Companies such as PepsiCo and Starbucks have enthusiastically engaged the service. "From a broad strategy point of view, there's a huge potential with the ability to connect people to promotional experiences," Bonin Bough, PepsiCo's global director of digital and social media, told Ad Age in February. "We know where people are and can talk to them from a geo-located perspective -- that's a huge opportunity."

But despite markerters' keen interest in Foursquare, it's not entirely clear how the company plans on generating significant revenue. As on Twitter, any company can sign up on Foursquare and start promoting its products and stores without buying an ad.
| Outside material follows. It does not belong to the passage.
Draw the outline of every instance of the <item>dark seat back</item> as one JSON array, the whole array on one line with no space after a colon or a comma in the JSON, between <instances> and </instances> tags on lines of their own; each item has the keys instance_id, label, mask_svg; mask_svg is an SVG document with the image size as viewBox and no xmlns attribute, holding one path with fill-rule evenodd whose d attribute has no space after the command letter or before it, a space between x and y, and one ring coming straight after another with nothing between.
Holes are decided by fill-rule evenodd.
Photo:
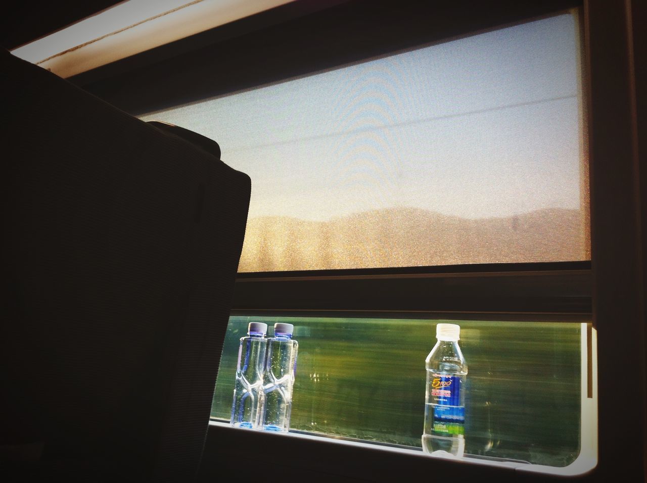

Foursquare has said that it has plans to offer paid services for three tiers of businesses: small, privately owned stores and restaurants; brands with retail chains, such as Tasti D-Lite; and huge multinational marketers such as Pepsi.

The new round of funding was led by venture fund Andreesen Horowitz and includes O' Reilly AlphaTech and Union Square Ventures, both of which were part of Foursquare's initial $1.35 million investment. In general, first round investors shy away from contributing to subsequent outlays as that potentially devalues their original stake. Reports indicate that the company was valued at $95 million prior to this funding.

"The two big names behind Andreessen Horowitz -- Marc Andreessen and Ben Horowitz -- are each legends in Silicon Valley," CEO Dennis Crowley wrote on his company's blog. "They know better than anyone how to transform start-ups into successful organizations."

Mr. Crowley said the money would be used to expand the company by hiring more engineers and moving into new offices.

The company had reportedly been a potential acquisition target for Yahoo and Facebook but a deal never emerged. Yahoo and Facebook declined to comment.

Writing on his blog, Andreesen Horowitz principal Ben Horowitz stated: "We are very excited about Foursquare's ability to make money in a way where all parties win: users, merchants, venue owners, brand advertisers, and more."